Inflammatory Epilogue

This concept appears relatively innocuous on the surface but in reality is can be quite corrosive when you throw it around. This includes when we look at very big things and consider the interests at work behind various positions or practices. Take for example Climate Science and the research into global warming. The science around the warming of the atmosphere has been in circulation for well over 50 years and recent events (in 2023) are making it abundantly clear that this is a) real and b) no joke - hence the "inflammatory" in the above heading. The literature around is substantial; indeed, it has been increasing at a rate even greater than that of human-generated green house gases and that's saying something. 

Where is the FAAAY in all this? I for one marvel at the volume of research that has gone into, and continues to go into, studying the phenomemon of global warming and extrapolating its ill effects (some of which we are starting to sample), while there is proportionately very little, indeed almost nothing, produced on what to do about it - other than, of course, stopping the world (and protesting about needing to stop the world). I wonder if anyone has studied how much of the published climate science literature can be applied, practically and concretely, to taking action - again other than "stopping the world". I would be surprised if that amount registered anywhere above 0.001% of the literature published. Even in picking that provocatively small percentage, I am probably being unduly and indefensibly over-generous. So the sardonic interpretation that bubbles to the surface is that a lot of people, as both researchers and consumers of that research, are happy to point a finger at others they can blame (say - imperial capitalists) while feeling absolutely awesome about themselves. This affirmation is also mixed with some material interest as there are always research dollars in play for the researchers and other streams of funding for other stakeholders. So the feeling awesome part of FAAAY does have a mercantile dimension to it. 

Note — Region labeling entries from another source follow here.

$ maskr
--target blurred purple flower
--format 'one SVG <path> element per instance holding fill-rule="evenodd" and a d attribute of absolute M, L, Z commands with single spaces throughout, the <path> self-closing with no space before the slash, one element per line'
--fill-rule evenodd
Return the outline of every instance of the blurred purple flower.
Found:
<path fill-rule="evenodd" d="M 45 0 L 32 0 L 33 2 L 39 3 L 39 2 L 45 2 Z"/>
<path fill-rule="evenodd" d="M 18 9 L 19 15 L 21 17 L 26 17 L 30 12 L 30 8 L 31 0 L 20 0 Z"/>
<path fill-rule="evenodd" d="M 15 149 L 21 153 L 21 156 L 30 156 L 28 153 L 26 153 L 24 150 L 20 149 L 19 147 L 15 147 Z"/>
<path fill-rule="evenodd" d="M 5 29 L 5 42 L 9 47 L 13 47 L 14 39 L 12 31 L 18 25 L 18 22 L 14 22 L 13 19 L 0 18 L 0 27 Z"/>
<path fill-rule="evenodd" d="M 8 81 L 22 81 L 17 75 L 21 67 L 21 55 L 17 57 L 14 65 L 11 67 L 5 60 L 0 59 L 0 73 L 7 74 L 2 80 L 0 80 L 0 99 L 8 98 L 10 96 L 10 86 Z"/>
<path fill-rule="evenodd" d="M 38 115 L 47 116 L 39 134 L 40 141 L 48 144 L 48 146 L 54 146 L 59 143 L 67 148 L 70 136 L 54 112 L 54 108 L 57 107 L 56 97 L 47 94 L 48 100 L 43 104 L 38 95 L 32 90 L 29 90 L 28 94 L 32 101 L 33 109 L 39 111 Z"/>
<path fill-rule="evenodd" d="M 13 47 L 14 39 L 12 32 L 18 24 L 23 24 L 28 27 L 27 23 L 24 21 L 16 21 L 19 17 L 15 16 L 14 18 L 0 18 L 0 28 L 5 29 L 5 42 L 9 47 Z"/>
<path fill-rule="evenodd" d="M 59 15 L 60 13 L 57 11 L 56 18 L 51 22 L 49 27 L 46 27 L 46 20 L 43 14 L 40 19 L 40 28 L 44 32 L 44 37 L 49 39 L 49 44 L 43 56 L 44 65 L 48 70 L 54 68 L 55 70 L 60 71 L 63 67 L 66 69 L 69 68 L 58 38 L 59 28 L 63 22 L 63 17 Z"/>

And because climate change is obviously real and obviously accelerating, at some point people will need to do something (other than publishing and protesting) and when this becomes pressing there will be no room or patience left for FAAAY posturing. And we will collectively regret that we didn't move out of this self-satisfying mode earlier. Of course, moving away from the land of the FAAAY means doing something (protesting by the way is almost like doing something but not quite) and that means taking responsibility for the inevitable consequences of doing something. Those people enamoured with being FAAAY won't be the ones who make this transition. Others will need to step in and hopefully some of the by-products of the FAAAY will prove at least a little bit useful when the time comes to do something - which is now, by the way.